Rising inflation concerns, government infrastructure spending, and a volatile stock market may have you wondering where to turn to protect your investments. But what if you could invest in a hard asset that hedges inflation like gold, is poised for an exponential spike in demand, is trading at a value, and is in tight supply?
Look no further than Platinum. Here’s why everyone’s precious metals portfolio should include some platinum:
Demand poised for exponential growth
Platinum demand is expected to receive a short-term boost thanks to its volatile cousin, Palladium. High palladium prices are beginning to make it a cost-prohibitive choice in the production of gasoline engine catalysts. So, auto manufacturers are deploying Platinum as a one-to-one substitute to curb costs. As a result, the World Platinum Investment Council is anticipating a 24% increase in automotive demand this year and for the next 3-4 years.

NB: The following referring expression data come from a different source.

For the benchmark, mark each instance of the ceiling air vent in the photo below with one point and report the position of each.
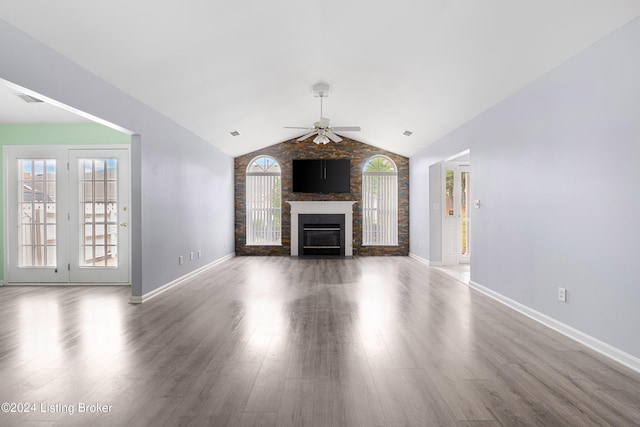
(28, 98)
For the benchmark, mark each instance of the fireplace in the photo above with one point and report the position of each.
(321, 235)
(344, 209)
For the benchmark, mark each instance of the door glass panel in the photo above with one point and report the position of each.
(37, 213)
(99, 212)
(466, 194)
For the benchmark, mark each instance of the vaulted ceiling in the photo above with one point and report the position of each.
(427, 66)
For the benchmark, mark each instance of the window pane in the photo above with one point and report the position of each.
(37, 212)
(98, 206)
(380, 202)
(263, 202)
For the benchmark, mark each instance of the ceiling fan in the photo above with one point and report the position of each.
(323, 131)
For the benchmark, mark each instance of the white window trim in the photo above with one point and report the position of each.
(389, 209)
(272, 232)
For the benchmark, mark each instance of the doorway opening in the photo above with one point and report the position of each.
(456, 218)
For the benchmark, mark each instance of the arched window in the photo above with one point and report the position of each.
(263, 202)
(380, 202)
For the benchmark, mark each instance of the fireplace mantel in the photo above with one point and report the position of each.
(323, 207)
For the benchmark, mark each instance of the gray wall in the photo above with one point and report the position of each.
(557, 169)
(182, 186)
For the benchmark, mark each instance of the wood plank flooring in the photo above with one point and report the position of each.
(277, 341)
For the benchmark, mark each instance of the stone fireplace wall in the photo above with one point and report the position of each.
(284, 153)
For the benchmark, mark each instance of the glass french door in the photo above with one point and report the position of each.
(67, 215)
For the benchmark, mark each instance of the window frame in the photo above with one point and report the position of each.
(272, 214)
(387, 215)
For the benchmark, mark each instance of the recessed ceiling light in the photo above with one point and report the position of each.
(28, 98)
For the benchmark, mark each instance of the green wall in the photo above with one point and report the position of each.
(46, 134)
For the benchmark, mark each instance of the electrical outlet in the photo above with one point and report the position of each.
(562, 294)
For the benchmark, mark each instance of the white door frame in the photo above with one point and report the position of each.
(451, 225)
(10, 154)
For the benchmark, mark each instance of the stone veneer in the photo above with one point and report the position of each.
(358, 153)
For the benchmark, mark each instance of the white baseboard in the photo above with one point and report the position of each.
(603, 348)
(179, 280)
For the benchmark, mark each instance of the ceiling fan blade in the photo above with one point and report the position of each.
(323, 122)
(333, 136)
(303, 137)
(346, 128)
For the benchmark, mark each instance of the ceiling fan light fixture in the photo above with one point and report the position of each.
(321, 139)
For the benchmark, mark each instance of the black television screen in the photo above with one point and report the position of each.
(321, 176)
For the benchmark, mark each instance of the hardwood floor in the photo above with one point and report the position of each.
(276, 341)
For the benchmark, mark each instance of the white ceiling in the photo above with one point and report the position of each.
(427, 66)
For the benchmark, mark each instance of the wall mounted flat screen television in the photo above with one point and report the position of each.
(321, 175)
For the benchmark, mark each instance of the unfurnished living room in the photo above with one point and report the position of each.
(340, 213)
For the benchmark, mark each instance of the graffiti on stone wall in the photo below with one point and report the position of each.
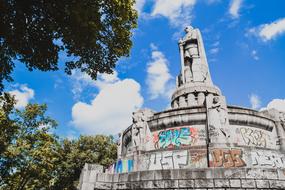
(253, 137)
(176, 160)
(227, 158)
(175, 137)
(124, 165)
(267, 159)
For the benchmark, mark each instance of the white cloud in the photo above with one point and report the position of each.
(254, 55)
(139, 5)
(278, 104)
(269, 31)
(234, 9)
(210, 2)
(214, 50)
(177, 11)
(158, 76)
(80, 81)
(23, 95)
(254, 101)
(111, 110)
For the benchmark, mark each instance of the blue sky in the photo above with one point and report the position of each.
(245, 46)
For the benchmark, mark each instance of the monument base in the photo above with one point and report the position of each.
(205, 178)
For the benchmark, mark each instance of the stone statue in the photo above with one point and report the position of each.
(193, 57)
(140, 130)
(217, 118)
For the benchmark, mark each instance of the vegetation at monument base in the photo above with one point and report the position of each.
(93, 33)
(31, 157)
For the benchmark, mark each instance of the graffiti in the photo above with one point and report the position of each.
(122, 166)
(267, 159)
(253, 137)
(175, 137)
(175, 160)
(227, 158)
(168, 160)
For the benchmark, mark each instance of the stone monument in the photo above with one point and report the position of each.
(200, 143)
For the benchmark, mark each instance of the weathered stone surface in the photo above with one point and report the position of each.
(248, 183)
(235, 183)
(262, 184)
(221, 183)
(201, 143)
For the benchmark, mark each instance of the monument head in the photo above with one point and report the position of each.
(188, 29)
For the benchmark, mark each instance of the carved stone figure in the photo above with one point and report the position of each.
(217, 117)
(140, 131)
(193, 58)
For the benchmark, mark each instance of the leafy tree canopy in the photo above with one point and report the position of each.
(31, 157)
(95, 32)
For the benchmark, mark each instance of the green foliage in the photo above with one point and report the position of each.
(8, 127)
(74, 154)
(96, 32)
(33, 158)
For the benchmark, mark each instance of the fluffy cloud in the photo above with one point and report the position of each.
(158, 76)
(214, 50)
(80, 81)
(177, 11)
(269, 31)
(139, 5)
(111, 110)
(254, 101)
(22, 95)
(235, 6)
(278, 104)
(254, 55)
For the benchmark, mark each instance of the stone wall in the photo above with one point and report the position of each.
(245, 178)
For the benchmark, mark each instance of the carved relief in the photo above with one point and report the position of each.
(227, 158)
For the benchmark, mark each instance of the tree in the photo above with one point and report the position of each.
(32, 157)
(95, 33)
(27, 162)
(7, 124)
(74, 154)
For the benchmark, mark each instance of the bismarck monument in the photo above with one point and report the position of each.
(200, 143)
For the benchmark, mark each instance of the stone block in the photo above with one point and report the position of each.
(162, 174)
(281, 174)
(123, 177)
(171, 184)
(135, 185)
(233, 173)
(262, 183)
(236, 183)
(116, 178)
(175, 174)
(158, 184)
(221, 183)
(277, 184)
(183, 174)
(204, 183)
(147, 184)
(102, 185)
(186, 183)
(248, 183)
(270, 174)
(135, 176)
(146, 175)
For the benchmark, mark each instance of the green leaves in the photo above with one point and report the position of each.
(96, 32)
(33, 158)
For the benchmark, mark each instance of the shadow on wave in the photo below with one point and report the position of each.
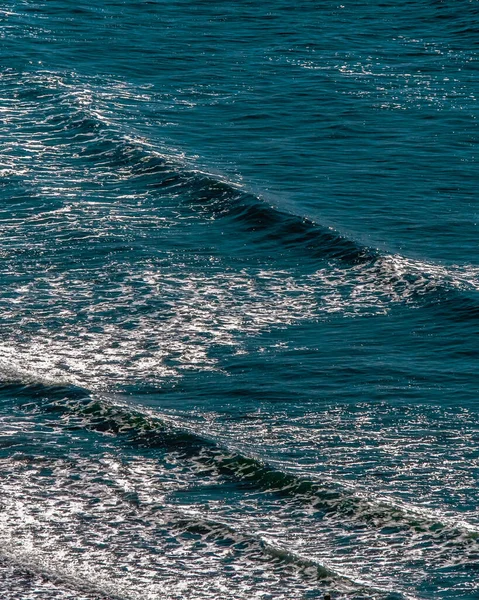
(77, 410)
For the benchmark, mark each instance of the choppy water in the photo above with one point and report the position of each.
(239, 300)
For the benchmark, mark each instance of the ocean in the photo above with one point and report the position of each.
(239, 306)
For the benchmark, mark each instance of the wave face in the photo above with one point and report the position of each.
(240, 301)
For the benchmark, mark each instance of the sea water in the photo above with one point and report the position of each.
(239, 299)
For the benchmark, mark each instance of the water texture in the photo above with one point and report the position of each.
(239, 305)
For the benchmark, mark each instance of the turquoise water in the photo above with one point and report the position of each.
(240, 300)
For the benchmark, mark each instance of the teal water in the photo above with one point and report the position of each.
(239, 300)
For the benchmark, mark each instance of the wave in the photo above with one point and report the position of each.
(76, 409)
(62, 109)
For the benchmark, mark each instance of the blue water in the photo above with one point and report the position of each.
(239, 304)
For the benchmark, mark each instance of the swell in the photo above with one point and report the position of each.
(69, 119)
(75, 409)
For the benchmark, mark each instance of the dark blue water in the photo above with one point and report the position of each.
(239, 306)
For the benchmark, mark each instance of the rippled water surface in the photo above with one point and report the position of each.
(239, 300)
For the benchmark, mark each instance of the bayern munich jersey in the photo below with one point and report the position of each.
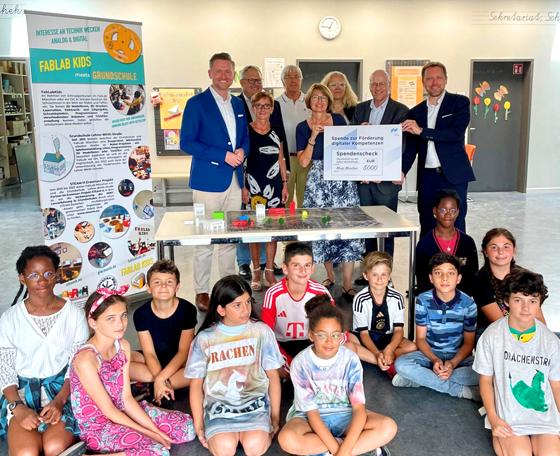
(285, 315)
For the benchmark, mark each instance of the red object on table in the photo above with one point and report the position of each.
(240, 223)
(293, 208)
(277, 211)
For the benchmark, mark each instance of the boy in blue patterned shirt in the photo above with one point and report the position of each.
(445, 332)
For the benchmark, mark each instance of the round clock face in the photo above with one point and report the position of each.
(329, 27)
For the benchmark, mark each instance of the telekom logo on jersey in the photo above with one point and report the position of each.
(295, 329)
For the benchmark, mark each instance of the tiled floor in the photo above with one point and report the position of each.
(429, 423)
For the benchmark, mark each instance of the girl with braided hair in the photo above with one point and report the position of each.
(498, 248)
(38, 335)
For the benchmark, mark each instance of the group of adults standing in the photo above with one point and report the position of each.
(281, 144)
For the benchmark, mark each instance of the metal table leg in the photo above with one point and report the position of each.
(411, 297)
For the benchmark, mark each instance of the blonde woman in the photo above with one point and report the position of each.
(326, 193)
(344, 98)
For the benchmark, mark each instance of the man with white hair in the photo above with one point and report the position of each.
(381, 110)
(294, 111)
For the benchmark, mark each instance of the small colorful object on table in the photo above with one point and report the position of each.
(277, 211)
(292, 209)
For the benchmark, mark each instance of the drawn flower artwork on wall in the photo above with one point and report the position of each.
(476, 102)
(500, 93)
(487, 102)
(482, 88)
(496, 109)
(507, 106)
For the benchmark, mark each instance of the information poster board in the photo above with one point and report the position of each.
(169, 117)
(93, 159)
(406, 81)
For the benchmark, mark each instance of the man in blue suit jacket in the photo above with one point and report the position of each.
(214, 132)
(436, 133)
(381, 110)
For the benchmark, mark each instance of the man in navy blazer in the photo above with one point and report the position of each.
(214, 132)
(436, 133)
(381, 110)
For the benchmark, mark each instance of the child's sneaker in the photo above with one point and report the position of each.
(400, 382)
(471, 392)
(77, 449)
(391, 372)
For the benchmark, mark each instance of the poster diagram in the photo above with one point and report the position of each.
(94, 167)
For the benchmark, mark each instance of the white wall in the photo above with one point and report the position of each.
(180, 35)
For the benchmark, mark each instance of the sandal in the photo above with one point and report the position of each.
(267, 282)
(349, 294)
(256, 284)
(328, 284)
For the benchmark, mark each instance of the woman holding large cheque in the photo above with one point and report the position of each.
(323, 193)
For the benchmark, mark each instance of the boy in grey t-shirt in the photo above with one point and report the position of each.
(518, 359)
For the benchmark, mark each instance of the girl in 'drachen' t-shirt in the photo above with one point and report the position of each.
(233, 367)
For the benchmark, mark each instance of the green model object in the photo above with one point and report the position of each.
(531, 397)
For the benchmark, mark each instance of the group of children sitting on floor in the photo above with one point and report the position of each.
(234, 365)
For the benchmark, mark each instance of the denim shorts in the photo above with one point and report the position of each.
(336, 422)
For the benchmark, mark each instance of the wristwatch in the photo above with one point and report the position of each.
(12, 405)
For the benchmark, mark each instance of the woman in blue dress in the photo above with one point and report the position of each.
(326, 193)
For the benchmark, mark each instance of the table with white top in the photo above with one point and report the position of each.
(179, 228)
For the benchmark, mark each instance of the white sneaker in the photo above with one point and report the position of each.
(77, 449)
(471, 392)
(400, 382)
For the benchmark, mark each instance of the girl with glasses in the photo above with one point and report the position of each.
(38, 335)
(266, 178)
(233, 371)
(446, 238)
(329, 415)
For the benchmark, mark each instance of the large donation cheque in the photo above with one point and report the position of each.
(93, 158)
(363, 152)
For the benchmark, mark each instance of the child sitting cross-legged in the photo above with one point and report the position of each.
(378, 313)
(518, 360)
(284, 306)
(329, 414)
(165, 326)
(445, 332)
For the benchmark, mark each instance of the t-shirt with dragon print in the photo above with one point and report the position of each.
(522, 373)
(233, 361)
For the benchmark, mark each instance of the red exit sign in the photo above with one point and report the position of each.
(517, 68)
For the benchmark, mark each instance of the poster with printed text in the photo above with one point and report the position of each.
(93, 161)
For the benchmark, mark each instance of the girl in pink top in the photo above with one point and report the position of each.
(109, 419)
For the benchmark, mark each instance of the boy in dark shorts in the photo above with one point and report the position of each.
(378, 313)
(445, 331)
(165, 327)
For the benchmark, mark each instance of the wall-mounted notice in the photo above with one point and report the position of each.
(89, 103)
(273, 67)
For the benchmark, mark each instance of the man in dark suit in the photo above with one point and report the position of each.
(436, 133)
(381, 110)
(214, 132)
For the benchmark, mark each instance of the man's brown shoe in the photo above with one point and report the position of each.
(202, 301)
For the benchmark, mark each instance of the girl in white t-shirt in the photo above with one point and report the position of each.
(233, 371)
(329, 413)
(38, 335)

Platinum’s bright prospects in the long term are primarily due to its role in the global transition to a more carbon-neutral future. Over 130 countries have already committed to net zero carbonization by as early as 2030. Governments have realized that the key to achieving those aggressive goals is through Green Hydrogen power.
Scientists have long experimented with harnessing renewable electricity from wind or solar to produce Green Hydrogen for a completely sustainable, fossil-fuel-free power source. But thanks to funding commitments from governments around the world, Green Hydrogen is no longer an experiment. It is a certainty.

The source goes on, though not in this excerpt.